NEW YORK, Jan 30, 2026, 05:58 (EST)
- Gold slid more than 7% and dipped below $5,000 an ounce in early trade
- Silver fell more than 14% to below $100 as the dollar firmed
- Markets are bracing for President Trump’s expected Fed chair announcement
Gold and silver sank on Friday, snapping a month-long surge, as traders positioned for President Donald Trump’s expected announcement on who will lead the U.S. Federal Reserve next.
The move matters because the rally in precious metals has been tied to a weak dollar and bets that U.S. policy would stay loose. With Kevin Warsh widely seen as the front-runner, the U.S. currency and Treasury yields rose, undercutting bullion’s appeal. The “dollar debasement” trade — buying gold as a hedge against the currency losing value — went into reverse. (MarketWatch)
Trump told reporters on Thursday night he would announce his pick on Friday morning after meeting Warsh at the White House, according to a source familiar with the matter. The nominee must be confirmed by the Senate, and the choice lands amid heightened scrutiny of how independent the Fed can remain from political pressure. (Reuters)
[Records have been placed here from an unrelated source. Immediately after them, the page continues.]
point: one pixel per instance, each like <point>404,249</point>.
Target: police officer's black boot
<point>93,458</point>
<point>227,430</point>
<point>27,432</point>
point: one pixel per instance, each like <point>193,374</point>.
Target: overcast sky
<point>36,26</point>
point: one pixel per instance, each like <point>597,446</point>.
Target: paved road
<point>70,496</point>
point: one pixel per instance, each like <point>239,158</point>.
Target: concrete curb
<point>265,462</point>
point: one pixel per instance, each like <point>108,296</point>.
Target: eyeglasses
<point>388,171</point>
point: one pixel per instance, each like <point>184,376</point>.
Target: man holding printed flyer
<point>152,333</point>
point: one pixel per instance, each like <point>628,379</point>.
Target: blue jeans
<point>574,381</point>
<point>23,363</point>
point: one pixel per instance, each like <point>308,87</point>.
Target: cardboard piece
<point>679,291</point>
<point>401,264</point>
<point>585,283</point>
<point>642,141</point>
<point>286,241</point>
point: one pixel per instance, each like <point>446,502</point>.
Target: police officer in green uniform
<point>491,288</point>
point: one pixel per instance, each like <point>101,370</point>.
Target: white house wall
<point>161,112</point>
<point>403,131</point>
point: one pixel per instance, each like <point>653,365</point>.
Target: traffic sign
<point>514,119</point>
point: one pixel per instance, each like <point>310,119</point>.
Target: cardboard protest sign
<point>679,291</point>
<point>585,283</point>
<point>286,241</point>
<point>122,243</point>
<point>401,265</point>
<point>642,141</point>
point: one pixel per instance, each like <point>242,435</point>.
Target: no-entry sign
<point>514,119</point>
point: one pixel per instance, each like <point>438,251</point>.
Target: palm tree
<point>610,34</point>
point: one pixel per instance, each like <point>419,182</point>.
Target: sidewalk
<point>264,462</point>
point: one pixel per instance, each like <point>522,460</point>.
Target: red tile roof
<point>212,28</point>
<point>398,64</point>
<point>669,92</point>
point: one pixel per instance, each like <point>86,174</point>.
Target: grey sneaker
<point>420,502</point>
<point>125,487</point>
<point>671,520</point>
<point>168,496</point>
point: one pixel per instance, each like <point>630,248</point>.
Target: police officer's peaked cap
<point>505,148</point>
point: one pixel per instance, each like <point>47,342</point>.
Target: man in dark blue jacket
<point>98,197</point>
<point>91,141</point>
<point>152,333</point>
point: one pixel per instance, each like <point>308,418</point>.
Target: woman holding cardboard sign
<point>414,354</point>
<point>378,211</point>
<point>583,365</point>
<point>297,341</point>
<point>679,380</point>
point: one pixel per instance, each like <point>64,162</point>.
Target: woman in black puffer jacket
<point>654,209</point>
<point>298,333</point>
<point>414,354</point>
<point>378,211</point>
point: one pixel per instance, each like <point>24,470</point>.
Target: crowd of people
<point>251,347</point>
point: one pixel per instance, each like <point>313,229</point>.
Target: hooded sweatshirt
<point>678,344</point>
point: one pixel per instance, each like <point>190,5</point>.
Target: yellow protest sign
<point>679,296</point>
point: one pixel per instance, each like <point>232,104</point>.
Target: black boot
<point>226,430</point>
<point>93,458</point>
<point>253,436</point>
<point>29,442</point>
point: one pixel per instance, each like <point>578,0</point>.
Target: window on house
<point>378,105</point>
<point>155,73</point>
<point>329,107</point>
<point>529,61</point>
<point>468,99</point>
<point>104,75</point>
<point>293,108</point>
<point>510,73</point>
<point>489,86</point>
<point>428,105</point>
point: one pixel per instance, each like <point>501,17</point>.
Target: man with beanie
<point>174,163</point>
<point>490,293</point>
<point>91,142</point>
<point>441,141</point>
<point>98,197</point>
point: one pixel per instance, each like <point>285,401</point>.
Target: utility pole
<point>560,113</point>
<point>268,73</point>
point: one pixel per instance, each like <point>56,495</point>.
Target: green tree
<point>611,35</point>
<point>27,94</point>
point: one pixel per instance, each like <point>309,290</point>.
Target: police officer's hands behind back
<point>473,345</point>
Spot gold was down 7.5% at $4,992.05 an ounce by 0947 GMT, after hitting a record $5,594.82 on Thursday. It was still up more than 15% for January, heading for its strongest month since 1999. “After the strong rally in recent weeks a consolidation is healthy,” said UBS analyst Giovanni Staunovo. (Reuters)
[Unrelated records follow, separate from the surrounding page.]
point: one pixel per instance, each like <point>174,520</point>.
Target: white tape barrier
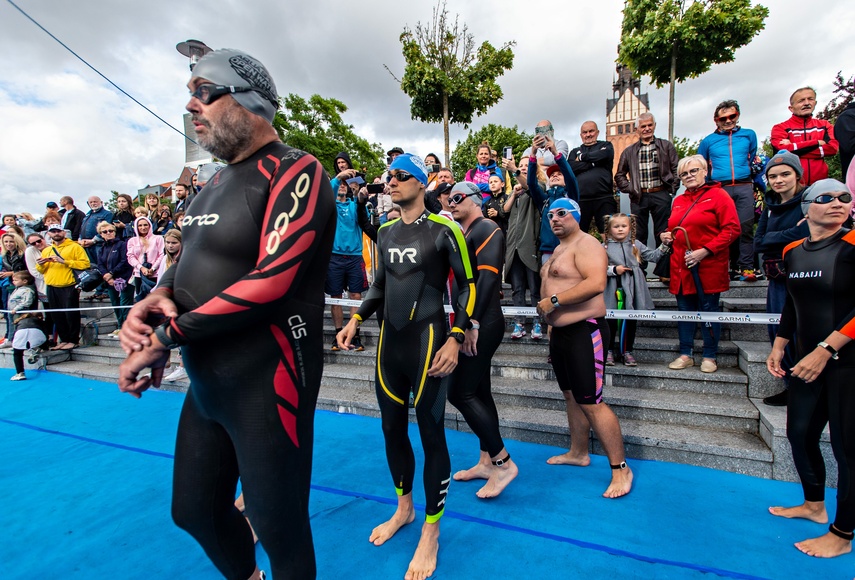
<point>667,315</point>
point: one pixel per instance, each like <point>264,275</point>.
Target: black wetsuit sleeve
<point>297,214</point>
<point>489,258</point>
<point>365,222</point>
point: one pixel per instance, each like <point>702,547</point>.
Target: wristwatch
<point>834,354</point>
<point>163,336</point>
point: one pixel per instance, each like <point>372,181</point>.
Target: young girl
<point>28,327</point>
<point>626,277</point>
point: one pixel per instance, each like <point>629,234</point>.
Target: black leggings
<point>403,358</point>
<point>250,418</point>
<point>470,388</point>
<point>628,336</point>
<point>810,406</point>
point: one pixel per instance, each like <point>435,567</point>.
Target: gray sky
<point>66,131</point>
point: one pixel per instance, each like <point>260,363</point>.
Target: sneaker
<point>748,276</point>
<point>610,359</point>
<point>779,400</point>
<point>178,374</point>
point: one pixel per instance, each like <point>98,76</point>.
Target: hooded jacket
<point>153,254</point>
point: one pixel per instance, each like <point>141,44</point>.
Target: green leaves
<point>317,127</point>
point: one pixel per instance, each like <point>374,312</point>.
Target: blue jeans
<point>686,330</point>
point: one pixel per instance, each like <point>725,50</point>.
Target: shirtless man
<point>574,279</point>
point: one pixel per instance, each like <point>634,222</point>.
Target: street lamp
<point>194,50</point>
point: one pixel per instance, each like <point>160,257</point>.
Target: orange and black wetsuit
<point>249,291</point>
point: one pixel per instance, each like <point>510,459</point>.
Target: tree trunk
<point>445,128</point>
<point>671,93</point>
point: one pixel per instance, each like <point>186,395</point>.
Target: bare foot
<point>810,510</point>
<point>387,529</point>
<point>621,483</point>
<point>479,471</point>
<point>568,459</point>
<point>826,546</point>
<point>499,480</point>
<point>423,563</point>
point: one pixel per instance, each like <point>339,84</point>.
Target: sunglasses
<point>558,213</point>
<point>398,176</point>
<point>207,93</point>
<point>828,198</point>
<point>458,198</point>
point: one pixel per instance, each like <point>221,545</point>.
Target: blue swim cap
<point>412,164</point>
<point>569,204</point>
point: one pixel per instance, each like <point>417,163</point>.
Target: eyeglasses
<point>399,176</point>
<point>458,198</point>
<point>828,198</point>
<point>207,93</point>
<point>558,213</point>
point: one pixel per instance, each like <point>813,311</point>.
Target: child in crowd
<point>626,277</point>
<point>28,326</point>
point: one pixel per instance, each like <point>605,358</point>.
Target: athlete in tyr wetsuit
<point>470,383</point>
<point>248,295</point>
<point>415,355</point>
<point>819,315</point>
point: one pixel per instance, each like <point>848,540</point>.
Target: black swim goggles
<point>399,176</point>
<point>828,198</point>
<point>207,93</point>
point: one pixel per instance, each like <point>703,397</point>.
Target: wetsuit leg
<point>470,389</point>
<point>203,491</point>
<point>807,415</point>
<point>841,406</point>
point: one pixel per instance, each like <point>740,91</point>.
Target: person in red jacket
<point>710,224</point>
<point>811,139</point>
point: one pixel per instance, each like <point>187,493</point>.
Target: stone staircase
<point>715,420</point>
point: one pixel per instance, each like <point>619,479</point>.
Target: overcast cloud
<point>66,131</point>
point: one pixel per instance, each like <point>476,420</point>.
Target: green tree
<point>446,78</point>
<point>844,93</point>
<point>674,40</point>
<point>497,136</point>
<point>316,126</point>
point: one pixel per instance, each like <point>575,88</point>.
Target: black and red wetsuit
<point>249,291</point>
<point>414,260</point>
<point>470,388</point>
<point>821,299</point>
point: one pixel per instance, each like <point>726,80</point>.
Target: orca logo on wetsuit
<point>207,219</point>
<point>401,253</point>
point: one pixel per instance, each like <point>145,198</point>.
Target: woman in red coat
<point>708,215</point>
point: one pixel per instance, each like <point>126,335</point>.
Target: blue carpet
<point>86,474</point>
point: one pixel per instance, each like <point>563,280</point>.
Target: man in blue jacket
<point>729,151</point>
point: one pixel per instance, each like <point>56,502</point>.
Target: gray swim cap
<point>820,187</point>
<point>234,68</point>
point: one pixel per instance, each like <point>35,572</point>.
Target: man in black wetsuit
<point>819,315</point>
<point>415,355</point>
<point>246,305</point>
<point>470,384</point>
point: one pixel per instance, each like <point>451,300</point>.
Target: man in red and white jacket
<point>811,139</point>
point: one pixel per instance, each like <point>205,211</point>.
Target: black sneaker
<point>779,400</point>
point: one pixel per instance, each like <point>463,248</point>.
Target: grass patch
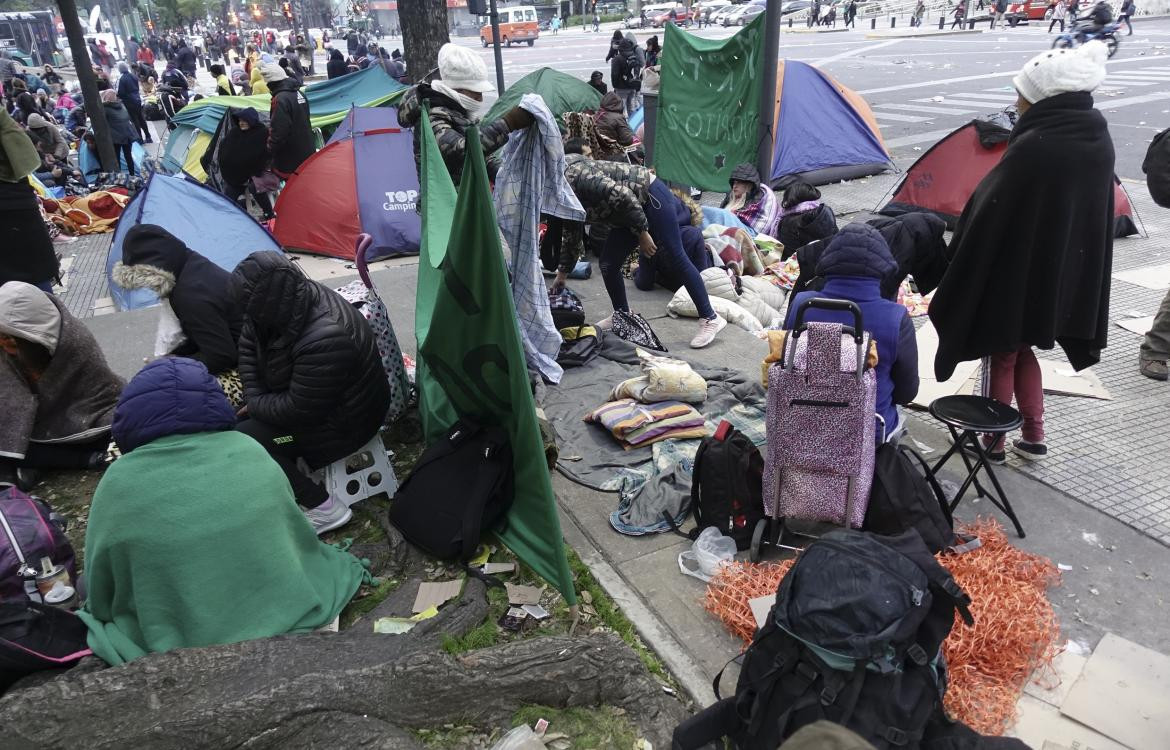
<point>586,728</point>
<point>611,616</point>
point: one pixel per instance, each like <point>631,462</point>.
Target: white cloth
<point>1062,70</point>
<point>531,180</point>
<point>169,334</point>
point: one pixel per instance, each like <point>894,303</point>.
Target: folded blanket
<point>635,425</point>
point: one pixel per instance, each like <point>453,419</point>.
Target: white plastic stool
<point>363,474</point>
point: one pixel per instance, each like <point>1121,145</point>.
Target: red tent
<point>943,178</point>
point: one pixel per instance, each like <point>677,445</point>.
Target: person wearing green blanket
<point>194,537</point>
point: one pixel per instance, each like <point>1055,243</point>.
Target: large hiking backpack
<point>901,497</point>
<point>727,484</point>
<point>461,487</point>
<point>854,638</point>
<point>28,531</point>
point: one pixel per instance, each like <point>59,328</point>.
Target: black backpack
<point>854,638</point>
<point>901,497</point>
<point>727,484</point>
<point>461,486</point>
<point>1156,167</point>
<point>35,637</point>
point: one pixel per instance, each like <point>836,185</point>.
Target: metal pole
<point>494,14</point>
<point>768,88</point>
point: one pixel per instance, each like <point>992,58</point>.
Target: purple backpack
<point>28,531</point>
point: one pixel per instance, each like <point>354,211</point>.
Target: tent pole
<point>768,88</point>
<point>494,14</point>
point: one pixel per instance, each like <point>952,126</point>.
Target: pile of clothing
<point>651,407</point>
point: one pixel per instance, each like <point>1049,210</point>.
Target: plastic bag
<point>707,555</point>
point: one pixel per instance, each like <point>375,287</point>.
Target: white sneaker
<point>328,515</point>
<point>707,331</point>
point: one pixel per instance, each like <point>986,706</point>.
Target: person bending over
<point>198,290</point>
<point>642,213</point>
<point>193,536</point>
<point>314,384</point>
<point>56,392</point>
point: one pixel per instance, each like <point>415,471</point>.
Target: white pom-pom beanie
<point>1062,70</point>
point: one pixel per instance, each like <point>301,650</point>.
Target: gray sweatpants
<point>1156,344</point>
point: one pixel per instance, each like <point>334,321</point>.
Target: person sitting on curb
<point>193,536</point>
<point>751,200</point>
<point>455,104</point>
<point>56,392</point>
<point>314,384</point>
<point>198,290</point>
<point>804,218</point>
<point>853,266</point>
<point>641,212</point>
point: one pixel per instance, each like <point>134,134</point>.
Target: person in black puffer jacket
<point>289,131</point>
<point>242,156</point>
<point>198,290</point>
<point>804,218</point>
<point>312,377</point>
Silver was off 14.1% at $99.77 an ounce after touching a record $121.64 a day earlier, and was still up 42% for the month. Independent analyst Ross Norman said speculative excess was being “blown off,” even as he kept a bullish view on where gold could trade later this year.
The selloff spread through the complex. Platinum fell about 16% and palladium about 13%, while copper eased after a sharp run that left it at multi-decade highs earlier this week.
In London, the slide in precious metals hit mining shares even as banks caught a bid, according to Bloomberg’s UK markets blog. Sterling also retreated. (Bloomberg)
Some economists cautioned against reading the market reaction as a settled verdict on future Fed policy. Stephen Brown, deputy chief North America economist at Capital Economics, called Warsh “a relatively safe choice,” but flagged the risk that plans to shrink the Fed’s balance sheet could put upward pressure on longer-dated yields. (The Guardian)
Still, the downside case is clear enough. Trump has shifted his timetable before, and any drawn-out confirmation fight could keep markets jumpy. A flare-up in geopolitical risk, or another leg down in the dollar, could pull haven demand back toward gold just as fast as it left.
Broader markets looked uneasy. U.S. stock futures fell and Asian shares slipped, while oil edged lower from the previous session’s jump, according to AP. (AP News)
Signs of overheating have also drawn attention in Asia. The Shanghai Futures Exchange suspended 10 trading groups and urged more “rational” trading in a bid to cool speculative churn, the Financial Times reported. (Financial Times)
For now, bullion traders are stuck in the same place as everyone else: waiting for Trump’s announcement. A firmer dollar tends to hit dollar-priced commodities by making them costlier for buyers using other currencies, and Friday’s price action showed how quickly that math can bite.